One point not discussed by the authors is the general tendency for scientists to convert quantitative measures to binary outcomes anyway by simply implying a cut off for drug likeness with QED score = x. I think this is human nature. As compounds with just one breach of the Rule of five would not be classed as failures, this scores comparably to the QED method on Fig2a showing the receiver operator curve. So if I had a choice, yes a quantitive score like QED would may be of interest but the ease and interpretability of the rule of 5 is very compelling. Yes it has its limitations but..I am still none the wiser on what is a beautiful drug.

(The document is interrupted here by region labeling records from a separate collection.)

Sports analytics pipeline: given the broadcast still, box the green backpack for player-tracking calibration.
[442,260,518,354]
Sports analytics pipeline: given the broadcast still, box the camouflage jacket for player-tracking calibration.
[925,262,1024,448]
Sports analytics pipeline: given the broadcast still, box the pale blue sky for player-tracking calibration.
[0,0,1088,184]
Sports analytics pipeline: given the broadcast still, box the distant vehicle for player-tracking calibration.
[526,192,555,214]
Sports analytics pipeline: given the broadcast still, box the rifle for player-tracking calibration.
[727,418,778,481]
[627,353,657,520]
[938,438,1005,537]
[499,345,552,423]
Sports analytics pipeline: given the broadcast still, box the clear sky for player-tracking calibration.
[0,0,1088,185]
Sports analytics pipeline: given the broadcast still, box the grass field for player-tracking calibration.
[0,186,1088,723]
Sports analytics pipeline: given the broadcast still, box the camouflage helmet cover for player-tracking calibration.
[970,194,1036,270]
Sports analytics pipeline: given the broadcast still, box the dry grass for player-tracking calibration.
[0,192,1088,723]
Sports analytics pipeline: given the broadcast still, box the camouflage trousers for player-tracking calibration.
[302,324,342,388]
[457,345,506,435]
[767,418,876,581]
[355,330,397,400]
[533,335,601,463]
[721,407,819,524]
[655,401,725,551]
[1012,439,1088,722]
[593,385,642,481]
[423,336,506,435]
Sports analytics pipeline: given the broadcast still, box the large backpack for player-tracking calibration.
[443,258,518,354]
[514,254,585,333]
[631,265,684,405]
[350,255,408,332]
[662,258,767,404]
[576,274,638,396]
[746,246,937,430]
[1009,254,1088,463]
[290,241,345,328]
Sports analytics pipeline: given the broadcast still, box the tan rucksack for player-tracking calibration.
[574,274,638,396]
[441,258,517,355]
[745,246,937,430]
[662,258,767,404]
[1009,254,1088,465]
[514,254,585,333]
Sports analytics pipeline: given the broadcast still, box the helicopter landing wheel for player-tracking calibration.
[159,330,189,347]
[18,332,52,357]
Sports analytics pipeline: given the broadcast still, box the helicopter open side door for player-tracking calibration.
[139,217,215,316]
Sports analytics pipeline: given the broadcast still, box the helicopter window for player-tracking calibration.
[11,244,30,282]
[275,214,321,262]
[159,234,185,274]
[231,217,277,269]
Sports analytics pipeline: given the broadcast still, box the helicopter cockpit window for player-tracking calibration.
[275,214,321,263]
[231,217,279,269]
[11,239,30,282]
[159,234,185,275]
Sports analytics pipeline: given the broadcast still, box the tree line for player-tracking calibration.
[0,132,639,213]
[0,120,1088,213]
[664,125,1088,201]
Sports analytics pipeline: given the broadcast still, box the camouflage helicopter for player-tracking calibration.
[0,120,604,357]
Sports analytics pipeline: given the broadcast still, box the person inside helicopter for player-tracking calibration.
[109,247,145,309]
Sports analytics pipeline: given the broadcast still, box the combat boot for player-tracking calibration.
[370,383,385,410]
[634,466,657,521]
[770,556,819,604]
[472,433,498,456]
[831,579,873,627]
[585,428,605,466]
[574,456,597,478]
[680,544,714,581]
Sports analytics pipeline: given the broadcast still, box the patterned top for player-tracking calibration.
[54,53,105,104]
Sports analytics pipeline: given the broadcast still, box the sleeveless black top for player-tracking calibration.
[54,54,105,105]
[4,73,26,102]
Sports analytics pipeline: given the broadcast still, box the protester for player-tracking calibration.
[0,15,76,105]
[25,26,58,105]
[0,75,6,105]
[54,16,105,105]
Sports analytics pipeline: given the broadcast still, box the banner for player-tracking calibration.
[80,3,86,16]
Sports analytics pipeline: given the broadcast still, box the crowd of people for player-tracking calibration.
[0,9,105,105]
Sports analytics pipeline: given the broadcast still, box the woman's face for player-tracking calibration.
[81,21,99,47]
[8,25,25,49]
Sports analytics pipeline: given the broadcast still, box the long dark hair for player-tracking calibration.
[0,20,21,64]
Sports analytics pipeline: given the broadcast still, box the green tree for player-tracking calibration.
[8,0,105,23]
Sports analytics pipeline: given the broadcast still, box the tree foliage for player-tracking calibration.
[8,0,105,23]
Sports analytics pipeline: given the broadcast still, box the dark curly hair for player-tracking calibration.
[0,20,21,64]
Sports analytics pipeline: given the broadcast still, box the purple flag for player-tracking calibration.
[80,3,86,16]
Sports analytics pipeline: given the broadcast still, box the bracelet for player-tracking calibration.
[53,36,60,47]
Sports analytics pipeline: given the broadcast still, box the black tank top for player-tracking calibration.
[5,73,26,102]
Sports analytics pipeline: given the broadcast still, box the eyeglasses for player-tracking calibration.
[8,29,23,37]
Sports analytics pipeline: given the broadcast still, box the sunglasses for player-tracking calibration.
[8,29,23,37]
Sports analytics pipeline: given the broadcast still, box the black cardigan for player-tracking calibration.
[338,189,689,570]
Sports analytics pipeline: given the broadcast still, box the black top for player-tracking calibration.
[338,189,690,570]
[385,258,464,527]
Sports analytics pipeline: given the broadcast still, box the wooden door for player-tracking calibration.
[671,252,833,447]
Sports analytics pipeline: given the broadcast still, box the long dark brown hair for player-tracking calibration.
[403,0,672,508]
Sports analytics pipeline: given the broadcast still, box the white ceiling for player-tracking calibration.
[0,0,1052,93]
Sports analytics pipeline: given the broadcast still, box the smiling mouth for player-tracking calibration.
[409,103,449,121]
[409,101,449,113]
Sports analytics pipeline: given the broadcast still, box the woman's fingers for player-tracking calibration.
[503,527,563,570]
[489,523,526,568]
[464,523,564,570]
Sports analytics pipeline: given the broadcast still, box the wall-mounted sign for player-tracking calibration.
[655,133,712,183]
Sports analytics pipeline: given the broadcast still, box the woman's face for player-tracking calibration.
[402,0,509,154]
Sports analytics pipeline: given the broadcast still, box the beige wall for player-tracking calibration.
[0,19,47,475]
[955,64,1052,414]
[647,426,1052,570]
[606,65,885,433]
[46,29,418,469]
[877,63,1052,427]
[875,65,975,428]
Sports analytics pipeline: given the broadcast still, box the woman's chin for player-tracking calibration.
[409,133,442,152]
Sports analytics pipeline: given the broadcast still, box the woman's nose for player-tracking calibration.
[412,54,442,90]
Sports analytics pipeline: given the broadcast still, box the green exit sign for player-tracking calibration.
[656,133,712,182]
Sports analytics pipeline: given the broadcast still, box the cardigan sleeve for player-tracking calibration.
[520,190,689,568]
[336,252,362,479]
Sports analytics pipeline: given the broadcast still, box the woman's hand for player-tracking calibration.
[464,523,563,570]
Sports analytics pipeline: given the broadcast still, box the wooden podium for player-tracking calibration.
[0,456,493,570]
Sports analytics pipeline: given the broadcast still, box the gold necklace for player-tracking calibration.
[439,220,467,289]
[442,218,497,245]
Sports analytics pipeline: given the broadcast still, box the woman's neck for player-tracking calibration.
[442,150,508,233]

This paper also gave me strong Deja Vu feelings and brought back some work I did a little over a year ago looking at the Alerts rules from different drug companies and ran a set of drugs through them as well as comparing to the rule of 5. I put this out as a white paper on slideshare in late 2010 and also used these images below in a paper with with Dr. Joel Freundlich focussed on TB. To quote from my white paper (bold added for emphasis) “One common observation looking at hits and approved drugs for neglected diseases is that to the experienced chemist many of the molecules appear ugly. As beauty is in the eye of the beholder it is hard to define ‘ugly’ but the incorporation of rules for chemical reactivity or structural alerts [24-28] can help. These filters in particular pick up a range of undesirable chemical substructures such as thiol traps and redox-active compounds, epoxides, anhydrides, and Michael acceptors. Reactivity can be defined as the ability to covalently modify a cysteine moiety in a surrogate protein [26-28]. Older rules such as the Lipinski rule of 5 [29] have been more widely used. For example if you look at the FDA approved drugs nearly 90% pass this rule (Figure 1). However the more Lipinski violations a compound has also correlates with the increase in the failure using various pharmaceutical filtering methods for reactive groups (Figure 2) [30]. So this suggests some undesirable or ugly molecules may have additional risks such as undesirable promiscuity or toxicity [31]. 

Sure I did not filter all the drugs (obtained from the CDD database) for just those that are oral, but there is clearly a correlation between rule of 5 failures and Alerts failures..and heck over 90% of drugs pass the rule of 5 and therefore are “drug-like”. Give me a rule anyday that gets ~90% right..A phone interview with a journalist today reminded of this work in the context of the Malaria dataset from GSK and an analysis done on this that showed though most of the compounds passed the GSK rules a large percentage failed the Pfizer and Abbott alerts. So what may pass in one company as a good compound is not the same across the board. Maybe we are in the same situation with drug-likeness. Everyone has an opinion but no one has the answer. The rule of 5 may guide you 90% of the way but after 15yrs the other 10% is still out of reach. The methods for predicting drug-likeness depend so much on what is a drug today that they may have a harder time telling us what will be a drug in 15-20yrs. Which is part of the challenge. Do not get me started on multiple optimisation as I have done my bit over the years to suggest we should think beyond a single property or rule or even measure of drug-likeness for making decisions!